Up until two and a half years ago I was working for a local charity programming and managing celebrity fundraising events singlehandedly. By night and through the weekend I continued to make sculpture. Some weeks I would be at work for up to 60 hours. Eventually it became unmanageable and that coincided with me being shortlisted for an exhibition at The Saatchi Gallery. It was the first time I had entered a piece of my sculpture for something and I decided, however recklessly, to take it as a sign and follow my dream and I resigned from my job. Since then I've been making sculpture full time and my life has completely changed. Coming from a background devoid of other artists, with my time mostly spent enabling others; I've launched myself into a new world of connections and possibilities. It’s very exciting albeit a huge challenge both financially and artistically. At the moment I'm living on my savings supplemented by the odd bit of fundraising event consultancy. I'm an associate at an International Fundraising Consultancy and I go into charities to either train or give talks on event management or finding celebs for events. I'm also in the process of re-launching my Sculpted Cushion business so I’m hoping that will succeed again and pay some of the bills, so I can get on with my sculpture.
Artistically, I'm self taught. I've always made things and wanted to make things. My grandmother taught me to crochet in my early twenties and since then I haven’t stopped and I still use the two basic stitches she showed me to make my crocheted sculptures. I find the immediacy of crochet comparable to that of a painter and their brush and the process gives me great freedom to express my ideas. It’s only in recent years that I've started to work more three dimensionally and whilst I remain passionate about crochet, I've also begun to work with hair and architectural structures. I'm very excited by these new materials particularly as they perfectly convey the themes my work explores, as well as embodying a sense of time and history. I like the idea that hair retains a person’s DNA for hundreds of years and serves as a memory bank.
The main themes in my work are generated by the refugee background I grew up in; identity, loss, secrets, memory, desire and shadowed voices from the past. Sculpture has become a means to communicate the unspoken; the things that are not said but need some sort of documentation.
My sculptures are each an assemblage of many multiples; often containing 200 pieces.

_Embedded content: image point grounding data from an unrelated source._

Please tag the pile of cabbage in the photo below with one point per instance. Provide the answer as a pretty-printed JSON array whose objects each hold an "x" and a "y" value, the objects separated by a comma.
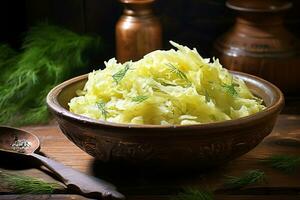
[{"x": 176, "y": 87}]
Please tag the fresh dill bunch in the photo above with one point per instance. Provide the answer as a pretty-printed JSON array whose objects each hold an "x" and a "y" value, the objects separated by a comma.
[
  {"x": 247, "y": 178},
  {"x": 28, "y": 185},
  {"x": 194, "y": 194},
  {"x": 7, "y": 60},
  {"x": 284, "y": 163},
  {"x": 140, "y": 98},
  {"x": 118, "y": 76},
  {"x": 50, "y": 55},
  {"x": 101, "y": 107}
]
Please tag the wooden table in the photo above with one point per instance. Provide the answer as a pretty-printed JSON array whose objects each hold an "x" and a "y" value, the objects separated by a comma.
[{"x": 140, "y": 185}]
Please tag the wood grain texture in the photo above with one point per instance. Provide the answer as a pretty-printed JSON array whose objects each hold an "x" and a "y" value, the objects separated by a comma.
[{"x": 139, "y": 184}]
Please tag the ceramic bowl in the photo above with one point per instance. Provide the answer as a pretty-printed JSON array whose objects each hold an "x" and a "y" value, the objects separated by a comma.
[{"x": 201, "y": 145}]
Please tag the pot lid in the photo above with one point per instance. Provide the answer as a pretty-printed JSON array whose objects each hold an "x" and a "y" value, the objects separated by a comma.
[{"x": 259, "y": 5}]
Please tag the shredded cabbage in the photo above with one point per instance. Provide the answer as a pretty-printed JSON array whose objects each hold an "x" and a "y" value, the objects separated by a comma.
[{"x": 165, "y": 87}]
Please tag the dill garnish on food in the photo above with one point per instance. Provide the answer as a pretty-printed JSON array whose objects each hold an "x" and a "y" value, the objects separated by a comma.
[
  {"x": 140, "y": 98},
  {"x": 101, "y": 106},
  {"x": 120, "y": 74}
]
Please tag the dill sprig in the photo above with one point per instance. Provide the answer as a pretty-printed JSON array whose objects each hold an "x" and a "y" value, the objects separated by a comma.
[
  {"x": 140, "y": 98},
  {"x": 247, "y": 178},
  {"x": 194, "y": 194},
  {"x": 178, "y": 72},
  {"x": 230, "y": 89},
  {"x": 50, "y": 55},
  {"x": 285, "y": 163},
  {"x": 118, "y": 76},
  {"x": 101, "y": 107},
  {"x": 28, "y": 185}
]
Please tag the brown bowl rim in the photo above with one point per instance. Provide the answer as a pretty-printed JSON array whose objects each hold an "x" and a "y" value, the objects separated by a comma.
[{"x": 275, "y": 107}]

I work in a very repetitive way which I think provides a way of containing some of the chaos produced by the themes I work with.

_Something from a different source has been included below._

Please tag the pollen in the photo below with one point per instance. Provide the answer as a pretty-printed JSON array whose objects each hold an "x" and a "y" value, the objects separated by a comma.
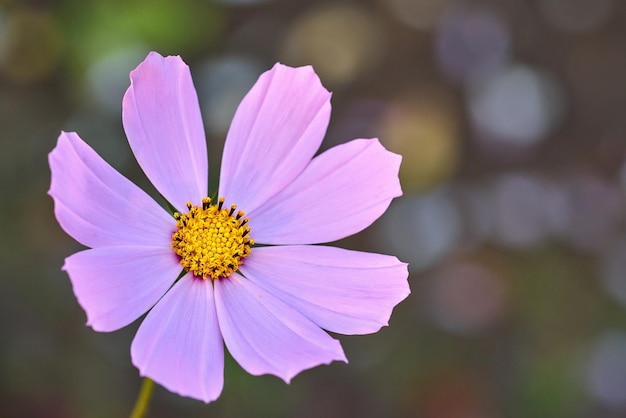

The medium’s I've chosen to work in are not traditional and are still seen as craft by some but I think the art world is changing and I hope I can break down a few barriers along the way and challenge people’s thinking. It’s still very early days and I don’t feel I’ve necessarily found the right audience yet but my work has already been included in a number of group shows in London and I’m also currently working on an installation with a video artist, due to be exhibited this year.
I’m a member of Brent Artist Resource, Harlesden Gallery and Creative Cricklewood Committee as well as Free Painters and Sculptors. I'm also an artist in residence at The Albert Space in Queens Park which is a creative hub for experimental arts and community projects. We all have to run workshops for the community as a way of giving something back and I've been doing some work again with local refugee women. I work part of the week there and the rest at home. I love what I do and I don’t see it as work at all. I do feel lucky.